Os líderes dos Vinte e Oito vão ainda discutir o envio de 700 milhões de euros para a Sérvia e Macedónia e para a Turquia, que alberga cerca de 2,2 milhões de refugiados, um montante que pode chegar aos 1000 milhões de euros. Valores avançados pelo diário britânico Guardian.

Não se espera uma Cimeira de Líderes pacífica. Na terça-feira, quatro Estados-membro votaram contra o plano de distribuição de 120 mil refugiados da Grécia e Itália, dois dos países mais afectados. Destes quatro votos negativos, apenas a Eslováquia insistia nesta quarta-feira em não aceitar a fatia de 802 pessoas que lhe foi atribuída. O primeiro-ministro eslovaco disse nesta quarta-feira que não só vai ignorar o sistema de quotas como apresentará também uma queixa no Tribunal de Justiça da União Europeia, no Luxemburgo, por considerar que a soberania do seu país não foi respeitada. 
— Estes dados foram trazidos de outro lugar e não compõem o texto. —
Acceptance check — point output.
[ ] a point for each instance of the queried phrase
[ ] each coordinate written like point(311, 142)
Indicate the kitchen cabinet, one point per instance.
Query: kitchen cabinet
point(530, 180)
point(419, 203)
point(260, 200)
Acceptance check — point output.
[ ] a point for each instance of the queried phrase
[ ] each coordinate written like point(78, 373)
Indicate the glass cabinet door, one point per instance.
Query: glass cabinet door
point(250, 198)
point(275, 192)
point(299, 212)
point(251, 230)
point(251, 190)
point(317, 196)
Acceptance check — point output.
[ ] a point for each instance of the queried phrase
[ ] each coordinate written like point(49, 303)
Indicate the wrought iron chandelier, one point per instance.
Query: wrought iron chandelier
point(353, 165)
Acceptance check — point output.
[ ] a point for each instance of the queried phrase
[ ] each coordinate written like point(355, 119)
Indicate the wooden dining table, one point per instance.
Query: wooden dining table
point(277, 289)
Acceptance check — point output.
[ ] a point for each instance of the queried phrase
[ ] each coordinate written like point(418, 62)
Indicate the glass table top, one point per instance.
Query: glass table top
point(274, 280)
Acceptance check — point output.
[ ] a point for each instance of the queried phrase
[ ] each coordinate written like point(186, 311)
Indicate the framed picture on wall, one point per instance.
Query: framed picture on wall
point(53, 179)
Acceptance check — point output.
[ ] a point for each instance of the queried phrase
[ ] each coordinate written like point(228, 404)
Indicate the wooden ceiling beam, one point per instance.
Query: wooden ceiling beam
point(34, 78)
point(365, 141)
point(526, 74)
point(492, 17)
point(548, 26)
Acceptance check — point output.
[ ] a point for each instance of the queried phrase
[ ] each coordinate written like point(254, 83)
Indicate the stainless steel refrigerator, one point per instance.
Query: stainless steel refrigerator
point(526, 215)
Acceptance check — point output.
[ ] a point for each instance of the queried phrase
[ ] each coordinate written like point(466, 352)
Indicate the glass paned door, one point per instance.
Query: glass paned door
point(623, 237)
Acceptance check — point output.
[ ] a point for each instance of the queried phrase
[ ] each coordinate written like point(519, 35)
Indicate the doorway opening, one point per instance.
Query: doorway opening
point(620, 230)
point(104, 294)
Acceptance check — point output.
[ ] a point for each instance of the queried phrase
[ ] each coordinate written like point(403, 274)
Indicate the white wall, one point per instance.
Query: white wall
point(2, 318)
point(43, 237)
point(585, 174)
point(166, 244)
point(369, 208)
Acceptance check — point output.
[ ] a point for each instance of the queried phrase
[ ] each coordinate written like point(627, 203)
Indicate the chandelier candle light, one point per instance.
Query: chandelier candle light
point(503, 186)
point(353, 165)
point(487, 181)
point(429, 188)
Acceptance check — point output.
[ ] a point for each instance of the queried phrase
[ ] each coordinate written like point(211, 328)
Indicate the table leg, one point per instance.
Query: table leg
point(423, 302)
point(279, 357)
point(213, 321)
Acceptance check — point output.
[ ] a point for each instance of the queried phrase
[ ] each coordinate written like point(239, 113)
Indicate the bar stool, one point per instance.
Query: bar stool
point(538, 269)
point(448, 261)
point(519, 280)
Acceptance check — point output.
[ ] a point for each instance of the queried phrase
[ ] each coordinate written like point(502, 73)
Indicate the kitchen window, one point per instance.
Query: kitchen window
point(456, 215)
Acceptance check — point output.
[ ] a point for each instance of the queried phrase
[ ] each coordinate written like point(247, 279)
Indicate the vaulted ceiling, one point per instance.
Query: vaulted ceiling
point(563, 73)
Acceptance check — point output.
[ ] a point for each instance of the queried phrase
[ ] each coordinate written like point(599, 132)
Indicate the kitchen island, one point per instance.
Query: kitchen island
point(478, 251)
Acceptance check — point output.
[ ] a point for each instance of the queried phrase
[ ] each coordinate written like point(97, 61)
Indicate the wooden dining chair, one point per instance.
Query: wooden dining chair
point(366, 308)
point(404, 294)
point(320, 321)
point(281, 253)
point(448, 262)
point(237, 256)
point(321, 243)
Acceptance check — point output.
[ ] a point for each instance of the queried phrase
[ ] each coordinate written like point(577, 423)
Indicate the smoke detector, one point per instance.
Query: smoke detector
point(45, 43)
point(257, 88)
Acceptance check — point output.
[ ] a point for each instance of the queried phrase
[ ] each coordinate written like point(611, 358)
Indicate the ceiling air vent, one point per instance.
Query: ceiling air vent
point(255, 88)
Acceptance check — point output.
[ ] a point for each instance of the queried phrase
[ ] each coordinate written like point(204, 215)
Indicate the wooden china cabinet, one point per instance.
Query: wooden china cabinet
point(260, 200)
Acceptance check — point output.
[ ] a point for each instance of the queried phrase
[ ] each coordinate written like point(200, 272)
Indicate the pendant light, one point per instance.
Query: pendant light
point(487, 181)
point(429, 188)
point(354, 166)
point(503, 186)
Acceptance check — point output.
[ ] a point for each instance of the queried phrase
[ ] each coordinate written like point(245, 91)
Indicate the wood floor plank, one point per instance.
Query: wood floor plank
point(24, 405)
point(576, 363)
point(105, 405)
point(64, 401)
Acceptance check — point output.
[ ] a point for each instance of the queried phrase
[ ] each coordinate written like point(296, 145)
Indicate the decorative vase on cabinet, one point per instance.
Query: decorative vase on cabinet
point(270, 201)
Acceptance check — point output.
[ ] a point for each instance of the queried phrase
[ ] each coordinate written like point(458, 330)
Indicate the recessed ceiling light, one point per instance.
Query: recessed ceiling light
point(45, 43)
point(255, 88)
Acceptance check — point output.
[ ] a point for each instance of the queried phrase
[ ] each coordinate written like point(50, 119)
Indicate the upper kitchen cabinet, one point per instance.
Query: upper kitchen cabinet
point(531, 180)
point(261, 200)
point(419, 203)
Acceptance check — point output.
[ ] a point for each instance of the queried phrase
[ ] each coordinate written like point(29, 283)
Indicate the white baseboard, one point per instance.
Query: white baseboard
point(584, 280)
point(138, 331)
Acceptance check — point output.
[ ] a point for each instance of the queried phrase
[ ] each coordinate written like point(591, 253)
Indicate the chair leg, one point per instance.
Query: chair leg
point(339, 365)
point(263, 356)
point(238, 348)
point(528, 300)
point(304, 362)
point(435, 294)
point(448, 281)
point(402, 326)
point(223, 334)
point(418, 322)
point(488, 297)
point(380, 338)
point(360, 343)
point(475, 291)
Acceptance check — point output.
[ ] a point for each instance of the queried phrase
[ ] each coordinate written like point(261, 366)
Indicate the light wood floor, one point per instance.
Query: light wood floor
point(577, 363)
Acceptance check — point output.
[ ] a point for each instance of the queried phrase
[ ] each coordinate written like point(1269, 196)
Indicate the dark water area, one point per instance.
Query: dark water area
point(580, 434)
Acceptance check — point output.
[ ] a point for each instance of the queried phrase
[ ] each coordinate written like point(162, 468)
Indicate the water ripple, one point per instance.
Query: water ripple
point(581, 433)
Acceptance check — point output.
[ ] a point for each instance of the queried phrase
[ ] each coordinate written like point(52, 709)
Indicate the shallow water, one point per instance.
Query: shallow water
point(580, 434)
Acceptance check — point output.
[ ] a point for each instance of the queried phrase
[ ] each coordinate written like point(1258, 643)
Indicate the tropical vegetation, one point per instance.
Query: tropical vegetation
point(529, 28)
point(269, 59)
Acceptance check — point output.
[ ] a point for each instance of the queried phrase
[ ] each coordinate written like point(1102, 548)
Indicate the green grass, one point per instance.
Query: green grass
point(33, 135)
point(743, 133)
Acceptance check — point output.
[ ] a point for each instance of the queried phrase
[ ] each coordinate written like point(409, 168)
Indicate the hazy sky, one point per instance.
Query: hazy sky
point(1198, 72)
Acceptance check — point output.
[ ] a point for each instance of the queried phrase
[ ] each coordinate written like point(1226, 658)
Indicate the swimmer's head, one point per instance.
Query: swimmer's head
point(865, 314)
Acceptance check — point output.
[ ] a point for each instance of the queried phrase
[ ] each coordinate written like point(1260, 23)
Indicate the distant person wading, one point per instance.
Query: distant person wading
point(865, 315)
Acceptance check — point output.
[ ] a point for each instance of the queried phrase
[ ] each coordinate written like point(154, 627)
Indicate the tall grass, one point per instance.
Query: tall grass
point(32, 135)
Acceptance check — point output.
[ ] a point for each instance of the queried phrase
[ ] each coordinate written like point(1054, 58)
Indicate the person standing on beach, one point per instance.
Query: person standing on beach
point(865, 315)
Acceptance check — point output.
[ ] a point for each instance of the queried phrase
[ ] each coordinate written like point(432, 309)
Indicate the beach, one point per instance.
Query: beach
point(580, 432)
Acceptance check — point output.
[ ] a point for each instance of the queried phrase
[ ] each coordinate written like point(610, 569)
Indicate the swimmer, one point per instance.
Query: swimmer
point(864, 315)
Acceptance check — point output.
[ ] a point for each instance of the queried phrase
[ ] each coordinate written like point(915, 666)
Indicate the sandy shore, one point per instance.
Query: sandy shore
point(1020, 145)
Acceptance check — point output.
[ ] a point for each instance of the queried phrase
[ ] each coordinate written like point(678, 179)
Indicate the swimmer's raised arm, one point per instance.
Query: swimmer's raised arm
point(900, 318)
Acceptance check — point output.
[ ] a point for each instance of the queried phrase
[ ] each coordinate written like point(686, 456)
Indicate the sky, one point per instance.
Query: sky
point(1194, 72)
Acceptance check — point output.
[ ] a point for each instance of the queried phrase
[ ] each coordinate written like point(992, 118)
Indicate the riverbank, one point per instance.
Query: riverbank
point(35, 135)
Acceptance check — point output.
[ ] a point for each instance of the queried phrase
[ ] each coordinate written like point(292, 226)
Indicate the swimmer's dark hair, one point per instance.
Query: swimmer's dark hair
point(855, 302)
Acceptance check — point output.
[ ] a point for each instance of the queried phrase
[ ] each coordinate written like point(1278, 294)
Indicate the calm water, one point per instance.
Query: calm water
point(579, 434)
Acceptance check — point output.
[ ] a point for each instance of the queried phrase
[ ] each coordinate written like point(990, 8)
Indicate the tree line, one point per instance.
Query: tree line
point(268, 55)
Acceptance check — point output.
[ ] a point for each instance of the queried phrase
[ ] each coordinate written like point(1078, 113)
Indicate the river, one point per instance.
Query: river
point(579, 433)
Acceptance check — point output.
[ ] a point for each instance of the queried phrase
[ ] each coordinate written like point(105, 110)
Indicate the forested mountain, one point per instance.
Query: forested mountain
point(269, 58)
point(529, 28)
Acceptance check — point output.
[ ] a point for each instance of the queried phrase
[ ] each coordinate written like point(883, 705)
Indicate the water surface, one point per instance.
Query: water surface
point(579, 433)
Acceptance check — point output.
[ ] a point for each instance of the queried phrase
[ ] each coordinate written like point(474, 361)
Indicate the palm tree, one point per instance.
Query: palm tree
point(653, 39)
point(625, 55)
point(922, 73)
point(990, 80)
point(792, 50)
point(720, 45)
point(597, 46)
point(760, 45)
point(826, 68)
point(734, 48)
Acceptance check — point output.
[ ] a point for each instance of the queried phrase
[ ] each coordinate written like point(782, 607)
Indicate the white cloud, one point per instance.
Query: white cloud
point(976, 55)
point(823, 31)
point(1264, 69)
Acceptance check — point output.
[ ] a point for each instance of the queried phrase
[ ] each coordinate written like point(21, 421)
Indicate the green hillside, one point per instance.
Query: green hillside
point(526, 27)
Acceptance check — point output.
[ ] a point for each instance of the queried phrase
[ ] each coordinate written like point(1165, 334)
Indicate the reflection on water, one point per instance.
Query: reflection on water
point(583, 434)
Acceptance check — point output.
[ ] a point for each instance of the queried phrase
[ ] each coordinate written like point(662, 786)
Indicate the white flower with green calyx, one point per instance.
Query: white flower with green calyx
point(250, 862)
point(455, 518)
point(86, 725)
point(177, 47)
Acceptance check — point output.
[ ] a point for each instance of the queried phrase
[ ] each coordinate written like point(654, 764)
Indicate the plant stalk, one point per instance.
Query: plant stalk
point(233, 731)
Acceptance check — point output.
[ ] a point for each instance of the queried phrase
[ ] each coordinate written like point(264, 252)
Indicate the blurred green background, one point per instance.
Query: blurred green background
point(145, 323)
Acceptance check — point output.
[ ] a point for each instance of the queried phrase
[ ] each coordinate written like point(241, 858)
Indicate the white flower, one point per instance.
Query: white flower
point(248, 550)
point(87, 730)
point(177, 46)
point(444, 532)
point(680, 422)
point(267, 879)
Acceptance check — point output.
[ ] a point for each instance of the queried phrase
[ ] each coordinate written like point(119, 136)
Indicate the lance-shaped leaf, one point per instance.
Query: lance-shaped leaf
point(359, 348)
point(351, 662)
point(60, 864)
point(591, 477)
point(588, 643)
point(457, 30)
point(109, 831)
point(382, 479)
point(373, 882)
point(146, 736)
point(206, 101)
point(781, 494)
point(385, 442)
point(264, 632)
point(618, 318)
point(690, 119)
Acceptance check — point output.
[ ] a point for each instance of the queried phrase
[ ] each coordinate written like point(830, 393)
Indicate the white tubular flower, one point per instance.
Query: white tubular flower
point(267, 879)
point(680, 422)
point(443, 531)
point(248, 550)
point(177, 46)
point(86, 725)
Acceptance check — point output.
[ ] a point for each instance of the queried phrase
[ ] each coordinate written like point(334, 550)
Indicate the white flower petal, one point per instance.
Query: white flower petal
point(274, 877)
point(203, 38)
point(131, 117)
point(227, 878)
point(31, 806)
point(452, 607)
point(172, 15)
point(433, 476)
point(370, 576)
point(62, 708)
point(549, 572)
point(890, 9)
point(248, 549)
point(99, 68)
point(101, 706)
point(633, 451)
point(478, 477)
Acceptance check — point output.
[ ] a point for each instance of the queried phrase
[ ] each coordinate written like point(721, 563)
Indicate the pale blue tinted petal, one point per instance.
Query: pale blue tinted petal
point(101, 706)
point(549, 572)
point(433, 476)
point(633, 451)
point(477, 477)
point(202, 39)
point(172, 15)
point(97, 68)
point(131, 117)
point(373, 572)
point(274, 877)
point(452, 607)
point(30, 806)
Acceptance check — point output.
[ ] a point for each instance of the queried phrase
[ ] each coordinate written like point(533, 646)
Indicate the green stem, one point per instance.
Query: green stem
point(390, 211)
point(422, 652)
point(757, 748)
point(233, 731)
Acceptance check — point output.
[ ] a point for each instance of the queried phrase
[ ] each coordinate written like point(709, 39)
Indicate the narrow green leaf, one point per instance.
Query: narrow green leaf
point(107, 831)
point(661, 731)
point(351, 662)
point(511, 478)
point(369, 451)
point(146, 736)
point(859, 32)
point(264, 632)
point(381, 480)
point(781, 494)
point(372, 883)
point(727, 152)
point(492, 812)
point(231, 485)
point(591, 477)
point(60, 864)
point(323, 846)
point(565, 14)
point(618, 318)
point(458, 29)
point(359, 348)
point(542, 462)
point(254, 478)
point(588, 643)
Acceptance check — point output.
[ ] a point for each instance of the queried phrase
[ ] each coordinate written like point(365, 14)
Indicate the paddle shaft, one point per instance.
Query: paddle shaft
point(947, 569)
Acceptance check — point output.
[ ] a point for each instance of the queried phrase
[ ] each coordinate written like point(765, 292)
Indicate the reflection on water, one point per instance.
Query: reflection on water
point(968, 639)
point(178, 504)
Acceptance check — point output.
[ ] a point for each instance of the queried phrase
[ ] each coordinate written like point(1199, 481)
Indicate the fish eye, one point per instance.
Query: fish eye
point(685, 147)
“Vamos seguir em duas direcções: a primeira, apresentar uma queixa no tribunal de Luxemburgo… a segunda, não implementar [o acordo] dos ministros do Interior”, disse Robert Fico, ainda durante a manhã, a horas de começar o encontro dos Vinte e Oito. 

República Checa, Hungria e Roménia, os outros três votos contrários, admitiram já que não vão desafiar a vontade dos outros Estados-membro na Cimeira de Líderes. Fazem-no relutantemente e podem aproveitar o encontro desta quarta-feira para se fazerem ouvir. As principais críticas vindas destes países do Centro da Europa dirigem-se aos países mais ricos do Norte, a quem acusam de provocar grandes fluxos migratórios com as suas políticas mais inclusivas. 

Uma das principais figuras da resposta autoritária na Europa à chegada de refugiados é o primeiro-ministro húngaro, Victor Orbán. A Hungria está a construir várias vedações nas suas fronteiras, primeiro com a Sérvia e agora com a Croácia. Isto para além de ter criminalizado a imigração ilegal e de ter concedido esta semana mais poderes ao exército para travar o caminho de quem tenta entrar irregularmente no país. 

Antes de seguir para Bruxelas, Orbán esteve na Alemanha, a quem acusou de "imperialismo moral" e a quem pediu mais autonomia para a política de migração húngara. "Mesmo que a Alemanha decida aceitar a migração em massa, por favor não faça com que o mesmo seja obrigatório para os outros", disse. 

Bruxelas vai também discutir novas medidas de registo para quem chega irregularmente à Europa, como sistemas para a recolha de impressões digitais, por exemplo, e sistemas mais rápidos de documentação de refugiados e migrantes. Mais do que isto, segundo escreve a Reuters, Grécia e Itália devem ouvir dos seus parceiros pedidos para que restrinjam o movimento para a Europa de quem chega pelo Mediterrâneo. 

A oposição eslovaca
O que a Eslováquia rejeita é um modelo de distribuição voluntária de refugiados, que substituiu, no início da semana, um primeiro formato, esse obrigatório. Mas há ambiguidades. A União Europeia funciona por tratados, que são vinculativos mesmo para quem votou contra eles. A decisão da maioria dos ministros europeus, que se espera que seja aprovada nesta quarta-feira, aplica-se por isso aos quatro países que votaram contra. Em todo o caso, não estão previstas sanções para os Estados-membro que não cumpram a sua quota.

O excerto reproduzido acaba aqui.